CIHA Story Gathering
Organization and community: Cook Inlet Housing Authority (Anchorage, AK)
Cook Inlet Housing Authority’s storytelling collaboration with Ping Chong + Company solidified that the organization was making a serious commitment to the Dena’ina (Alaska Natives of the Cook Inlet region) oral tradition of storytelling, and its importance in the culture of Anchorage and Alaska. Through the project, staff members learned how to both collect stories and conduct story circles as a part of a shift in their organizational culture. Cook Inlet Housing Authority thought about how to share these collected stories as a way to foster a better understanding of their work and the impacts of community and affordable housing development. They landed on creating a podcast, “Pilot Bread”, as the perfect vehicle for the resulting work. Pilot bread is a staple food found throughout Alaska and is a metaphor for the sharing of food and story that is prevalent, from village to village, in Alaska Native culture. The podcast is currently in production, with the first ten episodes due to be released in late 2020.
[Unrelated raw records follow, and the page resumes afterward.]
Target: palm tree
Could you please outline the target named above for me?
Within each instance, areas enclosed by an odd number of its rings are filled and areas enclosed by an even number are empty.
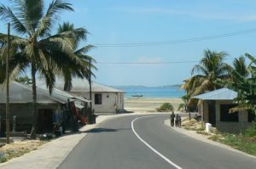
[[[247,77],[249,75],[248,69],[246,64],[245,57],[240,56],[238,59],[236,58],[233,61],[233,70],[236,70],[241,76]],[[236,78],[234,79],[236,81]]]
[[[17,58],[20,57],[24,62],[19,63],[22,63],[25,67],[14,65],[12,70],[15,71],[12,74],[15,76],[20,70],[27,67],[31,71],[33,100],[31,137],[35,138],[38,114],[36,75],[39,73],[45,77],[47,87],[51,93],[55,80],[55,70],[63,69],[63,65],[67,65],[66,63],[70,66],[85,67],[81,59],[73,52],[74,39],[78,35],[84,38],[87,31],[80,28],[49,36],[57,16],[63,11],[73,11],[71,4],[64,0],[53,0],[45,14],[44,0],[10,0],[9,2],[10,7],[0,5],[0,18],[2,20],[10,22],[13,30],[20,35],[20,37],[11,36],[11,48],[15,54],[10,59],[17,61]],[[0,38],[1,42],[6,43],[7,35],[0,34]],[[4,52],[4,48],[3,50]]]
[[[238,106],[233,109],[234,111],[237,109],[250,110],[256,115],[256,59],[248,54],[246,54],[246,56],[251,61],[247,73],[241,74],[244,71],[233,70],[232,76],[235,81],[218,80],[217,83],[237,92],[237,98],[235,100],[237,101]]]
[[[57,32],[62,33],[67,31],[72,31],[75,30],[73,24],[71,24],[69,22],[64,22],[62,25],[59,25]],[[79,67],[71,67],[71,66],[64,66],[65,69],[62,69],[61,70],[61,76],[64,77],[64,91],[70,91],[72,89],[72,79],[73,77],[80,77],[80,78],[89,78],[90,74],[93,75],[92,72],[90,72],[89,65],[90,64],[90,67],[92,69],[96,69],[94,65],[91,63],[96,63],[96,60],[90,55],[87,54],[87,53],[94,48],[92,45],[87,45],[81,48],[78,48],[81,40],[84,40],[78,35],[78,37],[75,38],[74,42],[74,50],[73,54],[77,55],[79,58],[80,58],[84,65],[86,65],[87,71],[83,72],[82,70],[84,70],[84,68],[79,68]],[[67,63],[68,64],[68,63]],[[93,75],[94,76],[94,75]]]
[[[197,74],[188,82],[191,96],[218,89],[220,86],[215,83],[217,79],[230,77],[231,67],[224,62],[227,55],[224,52],[204,51],[204,58],[192,69],[191,74]]]

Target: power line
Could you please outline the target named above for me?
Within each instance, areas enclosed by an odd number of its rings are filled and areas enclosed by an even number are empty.
[[[234,58],[226,58],[225,59],[233,59]],[[171,65],[171,64],[188,64],[188,63],[200,63],[199,60],[184,60],[184,61],[160,61],[160,62],[96,62],[100,65]]]
[[[186,64],[199,63],[199,61],[177,61],[177,62],[96,62],[101,65],[169,65],[169,64]]]
[[[141,46],[160,46],[160,45],[169,45],[169,44],[177,44],[177,43],[184,43],[184,42],[193,42],[198,41],[205,41],[210,39],[224,38],[233,36],[238,36],[242,34],[253,33],[256,31],[256,28],[244,30],[240,31],[234,31],[225,34],[206,36],[195,38],[187,38],[173,41],[160,41],[160,42],[128,42],[128,43],[99,43],[95,44],[96,47],[141,47]]]

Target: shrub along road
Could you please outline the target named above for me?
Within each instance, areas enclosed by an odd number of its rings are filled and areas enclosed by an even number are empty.
[[[172,130],[163,122],[168,115],[148,115],[134,121],[137,117],[108,120],[87,131],[89,134],[59,168],[253,168],[256,166],[255,158]]]

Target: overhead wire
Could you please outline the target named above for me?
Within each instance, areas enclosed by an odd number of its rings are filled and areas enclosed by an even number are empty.
[[[228,37],[238,36],[241,34],[253,33],[256,31],[256,28],[248,29],[240,31],[234,31],[230,33],[212,35],[200,37],[195,38],[186,38],[180,40],[172,40],[172,41],[160,41],[160,42],[127,42],[127,43],[98,43],[95,44],[96,47],[141,47],[141,46],[160,46],[160,45],[169,45],[176,43],[184,43],[184,42],[193,42],[198,41],[205,41],[210,39],[224,38]]]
Cook Inlet Housing was introduced to Ping Chong +Company at an ArtPlace convening and later had the chance to collaborate on a local production in Alaska. In 2018, Cook Inlet Housing Authority co-sponsored (with Bunnell Street Art Center and the Anchorage Concert Association) the production of ALAXSXA|ALASKA, an immersive cross-cultural production for a wide audience that toured large and small communities statewide. The performance weaved puppetry, video, recorded interviews, and yuraq (Yup'ik drum and dance) into a collage of contemporary and historical encounters between Alaska Native communities and newcomers to the state. Rehearsals and a performance were held at the Church of Love during the Alaska Federation of Natives’ 2018 Elders and Youth Conference, followed by a post-show conversation for the Cook Inlet Housing Authority to engage the audience and promote better understanding and community building.